Today’s Tidbits: January 26, 2018

Today’s Tidbits: January 26, 2018

Here are our tidbits for January 26, 2018: possible launch date for Falcon Heavy; NASA-JAXA space cooperation statement; former astronaut James Reilly to be USGS Director. Be sure to check our website for feature stories and follow us on Twitter (@SpcPlcyOnline) for more news and live tweeting of events.

POSSIBLE Launch Date for Falcon Heavy

With the successful static fire test of SpaceX’s Falcon Heavy two days ago, space enthusiasts are eager to know when the first launch will take place.  SpaceX founder and CEO Elon Musk said only it would be “in a week or so.”

SpaceX has not announced anything more specific than that, but today’s Chris Gebhardt (@ChrisG_NSF) tweeted that a date has been set, if tentatively:  February 6, with February 7 as a backup.   He emphasized in that and a subsequent tweet that those are “No Earlier Than” (NET) dates and could very well change. But for now, that’s the best information out there.

Gebhardt follows these launches very closely and was the narrator for’s live broadcast of the static fire test.  It is his voice that can be heard in the background during most of the video clip we posted Wednesday.

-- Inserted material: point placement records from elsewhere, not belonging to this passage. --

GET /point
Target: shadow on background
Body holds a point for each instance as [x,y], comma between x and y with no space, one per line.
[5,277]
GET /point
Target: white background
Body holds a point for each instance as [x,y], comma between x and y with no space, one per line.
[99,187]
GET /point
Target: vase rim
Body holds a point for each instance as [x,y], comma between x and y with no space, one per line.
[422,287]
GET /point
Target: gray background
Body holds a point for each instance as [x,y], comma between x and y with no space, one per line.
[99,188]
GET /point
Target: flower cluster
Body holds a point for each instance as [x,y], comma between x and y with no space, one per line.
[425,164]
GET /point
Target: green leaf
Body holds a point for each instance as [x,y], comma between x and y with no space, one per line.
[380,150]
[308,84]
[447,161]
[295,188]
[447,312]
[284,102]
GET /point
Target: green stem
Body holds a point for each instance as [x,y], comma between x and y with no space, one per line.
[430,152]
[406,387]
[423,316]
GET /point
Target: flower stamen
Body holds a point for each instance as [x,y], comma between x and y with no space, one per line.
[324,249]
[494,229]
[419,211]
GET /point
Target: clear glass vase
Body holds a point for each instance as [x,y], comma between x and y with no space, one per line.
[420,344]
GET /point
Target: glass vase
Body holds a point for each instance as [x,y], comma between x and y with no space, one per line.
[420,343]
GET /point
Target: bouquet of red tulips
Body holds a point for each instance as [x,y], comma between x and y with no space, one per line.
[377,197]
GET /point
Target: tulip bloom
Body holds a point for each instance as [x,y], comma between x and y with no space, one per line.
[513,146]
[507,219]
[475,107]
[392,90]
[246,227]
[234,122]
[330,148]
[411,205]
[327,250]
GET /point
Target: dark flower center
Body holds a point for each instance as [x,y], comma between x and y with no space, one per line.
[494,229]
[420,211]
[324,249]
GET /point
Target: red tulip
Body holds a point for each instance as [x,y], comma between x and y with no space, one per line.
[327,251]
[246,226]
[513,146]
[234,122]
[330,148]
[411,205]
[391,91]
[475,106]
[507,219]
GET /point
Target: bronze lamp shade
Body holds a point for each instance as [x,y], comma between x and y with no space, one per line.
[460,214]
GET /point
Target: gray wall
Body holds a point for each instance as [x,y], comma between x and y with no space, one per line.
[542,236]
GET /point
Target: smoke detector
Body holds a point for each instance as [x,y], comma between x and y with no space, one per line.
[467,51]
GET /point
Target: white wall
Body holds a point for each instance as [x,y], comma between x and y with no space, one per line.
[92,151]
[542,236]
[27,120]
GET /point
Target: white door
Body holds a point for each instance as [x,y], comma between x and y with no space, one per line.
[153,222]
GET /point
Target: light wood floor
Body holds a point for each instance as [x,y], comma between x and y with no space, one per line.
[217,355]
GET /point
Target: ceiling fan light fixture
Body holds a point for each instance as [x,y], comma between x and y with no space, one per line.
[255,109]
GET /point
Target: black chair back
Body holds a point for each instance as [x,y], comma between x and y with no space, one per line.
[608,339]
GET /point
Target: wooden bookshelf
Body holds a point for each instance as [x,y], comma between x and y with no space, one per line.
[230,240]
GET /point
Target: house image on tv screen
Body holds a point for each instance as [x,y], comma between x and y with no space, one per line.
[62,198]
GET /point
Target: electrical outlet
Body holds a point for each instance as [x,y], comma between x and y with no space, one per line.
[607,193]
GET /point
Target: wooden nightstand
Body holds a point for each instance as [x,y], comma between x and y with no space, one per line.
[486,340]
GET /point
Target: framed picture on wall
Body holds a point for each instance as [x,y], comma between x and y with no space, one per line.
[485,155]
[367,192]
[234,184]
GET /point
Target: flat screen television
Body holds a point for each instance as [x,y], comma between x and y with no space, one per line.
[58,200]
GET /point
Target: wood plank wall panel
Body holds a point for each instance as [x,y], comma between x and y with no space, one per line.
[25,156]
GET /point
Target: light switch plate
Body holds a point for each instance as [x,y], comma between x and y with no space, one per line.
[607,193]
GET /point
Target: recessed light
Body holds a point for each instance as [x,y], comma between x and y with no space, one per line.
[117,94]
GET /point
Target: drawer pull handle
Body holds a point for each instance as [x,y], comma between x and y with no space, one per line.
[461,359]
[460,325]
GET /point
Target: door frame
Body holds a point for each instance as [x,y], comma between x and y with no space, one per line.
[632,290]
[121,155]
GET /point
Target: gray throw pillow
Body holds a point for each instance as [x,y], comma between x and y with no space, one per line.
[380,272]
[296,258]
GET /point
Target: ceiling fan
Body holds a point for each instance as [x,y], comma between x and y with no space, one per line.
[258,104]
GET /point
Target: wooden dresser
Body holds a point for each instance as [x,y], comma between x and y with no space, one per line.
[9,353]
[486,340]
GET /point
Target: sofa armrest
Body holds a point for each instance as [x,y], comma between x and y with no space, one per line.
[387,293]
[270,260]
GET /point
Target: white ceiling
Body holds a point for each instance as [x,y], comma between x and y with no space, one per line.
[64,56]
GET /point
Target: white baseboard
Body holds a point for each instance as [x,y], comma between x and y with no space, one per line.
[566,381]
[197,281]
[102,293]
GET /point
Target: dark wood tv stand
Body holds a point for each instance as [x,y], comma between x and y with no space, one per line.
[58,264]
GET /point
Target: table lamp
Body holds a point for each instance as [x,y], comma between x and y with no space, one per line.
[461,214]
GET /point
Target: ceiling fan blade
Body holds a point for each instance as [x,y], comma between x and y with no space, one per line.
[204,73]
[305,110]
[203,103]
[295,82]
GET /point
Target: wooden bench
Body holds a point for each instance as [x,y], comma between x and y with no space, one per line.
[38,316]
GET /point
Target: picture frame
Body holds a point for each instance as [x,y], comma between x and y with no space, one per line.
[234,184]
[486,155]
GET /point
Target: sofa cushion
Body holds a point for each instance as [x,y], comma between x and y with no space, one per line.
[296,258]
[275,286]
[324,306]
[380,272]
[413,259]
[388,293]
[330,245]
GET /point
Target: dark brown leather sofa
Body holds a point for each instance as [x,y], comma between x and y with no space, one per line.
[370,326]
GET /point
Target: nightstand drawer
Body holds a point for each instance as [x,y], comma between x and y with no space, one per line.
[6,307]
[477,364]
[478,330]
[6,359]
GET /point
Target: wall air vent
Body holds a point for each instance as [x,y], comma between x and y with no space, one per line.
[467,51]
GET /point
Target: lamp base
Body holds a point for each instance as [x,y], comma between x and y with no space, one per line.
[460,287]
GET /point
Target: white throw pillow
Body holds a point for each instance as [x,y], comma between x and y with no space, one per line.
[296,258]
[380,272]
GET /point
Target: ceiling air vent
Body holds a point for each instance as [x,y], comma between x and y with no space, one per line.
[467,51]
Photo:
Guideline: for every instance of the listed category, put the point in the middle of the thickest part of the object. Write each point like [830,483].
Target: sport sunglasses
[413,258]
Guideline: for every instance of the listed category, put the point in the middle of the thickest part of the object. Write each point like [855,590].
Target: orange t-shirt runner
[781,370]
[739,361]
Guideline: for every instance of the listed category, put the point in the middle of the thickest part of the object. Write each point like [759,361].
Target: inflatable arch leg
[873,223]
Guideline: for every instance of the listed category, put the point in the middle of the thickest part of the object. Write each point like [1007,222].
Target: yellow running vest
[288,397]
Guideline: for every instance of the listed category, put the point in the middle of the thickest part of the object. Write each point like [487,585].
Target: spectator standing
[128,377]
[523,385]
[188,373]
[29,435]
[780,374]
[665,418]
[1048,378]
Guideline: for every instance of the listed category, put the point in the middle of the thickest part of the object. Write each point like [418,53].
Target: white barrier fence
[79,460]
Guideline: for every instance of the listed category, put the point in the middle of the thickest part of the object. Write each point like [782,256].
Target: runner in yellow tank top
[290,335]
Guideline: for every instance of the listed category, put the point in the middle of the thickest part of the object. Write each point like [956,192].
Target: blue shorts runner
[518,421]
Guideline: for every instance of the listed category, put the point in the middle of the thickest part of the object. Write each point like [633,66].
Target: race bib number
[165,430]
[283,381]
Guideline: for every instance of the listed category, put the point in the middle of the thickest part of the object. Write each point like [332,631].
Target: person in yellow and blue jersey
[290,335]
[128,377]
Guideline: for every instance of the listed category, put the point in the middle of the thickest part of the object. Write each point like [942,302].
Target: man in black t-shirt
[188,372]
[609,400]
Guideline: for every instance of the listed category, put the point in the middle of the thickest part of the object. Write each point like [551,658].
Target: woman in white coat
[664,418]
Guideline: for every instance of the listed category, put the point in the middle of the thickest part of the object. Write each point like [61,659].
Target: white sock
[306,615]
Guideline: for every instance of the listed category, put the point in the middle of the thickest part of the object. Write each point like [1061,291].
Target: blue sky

NASA and JAXA Affirm Future Space Cooperation Including Lunar Orbit Platform

NASA and the Japan Aerospace Exploration Agency (JAXA) issued a joint statement today affirming a goal of expanding their cooperation to an orbiting platform around the Moon [].

The two countries cooperate on a broad range of space science, earth science, and human exploration programs, including Japan’s partnership in the International Space Station.  Today’s statement did not reference any new specific cooperation, but noted that the expected continuation of the partnership “will yield concrete results in maturing a flexible and sustainable deep space infrastructure to support a steady cadence of increasingly complex human and robotic missions in the boundless frontier of space…”

Reilly for USGS

Former NASA astronaut James Reilly. Credit: Reilly’s LinkedIn page.

President Trump today announced his intent to nominate James Reilly to be Director of the U.S. Geological Survey (USGS).

Reilly is a former astronaut who flew on three space shuttle missions (STS-89 in 1998, STS-104 in 2001 and STS-117 in 2007) and made a total of five spacewalks.  He has a Ph.D. in geosciences from the University of Texas-Dallas.  Since leaving NASA in 2008, he has held a variety of corporate and academic positions and currently is an adviser to U.S. and allied miltaries on space operations and a technical adviser to the U.S. Air Force National Security Space Institute.

USGS operates the Landsat land remote sensing satellites, but otherwise has little to do with space.  It describes its mission this way: “We provide science about the natural hazards that threaten lives and livelihoods; the water, energy, minerals, and other natural resources we rely on; the health of our ecosystems and environment; and the impacts of climate and land-use change. Our scientists develop new methods and tools to supply timely, relevant, and useful information about the Earth and its processes.”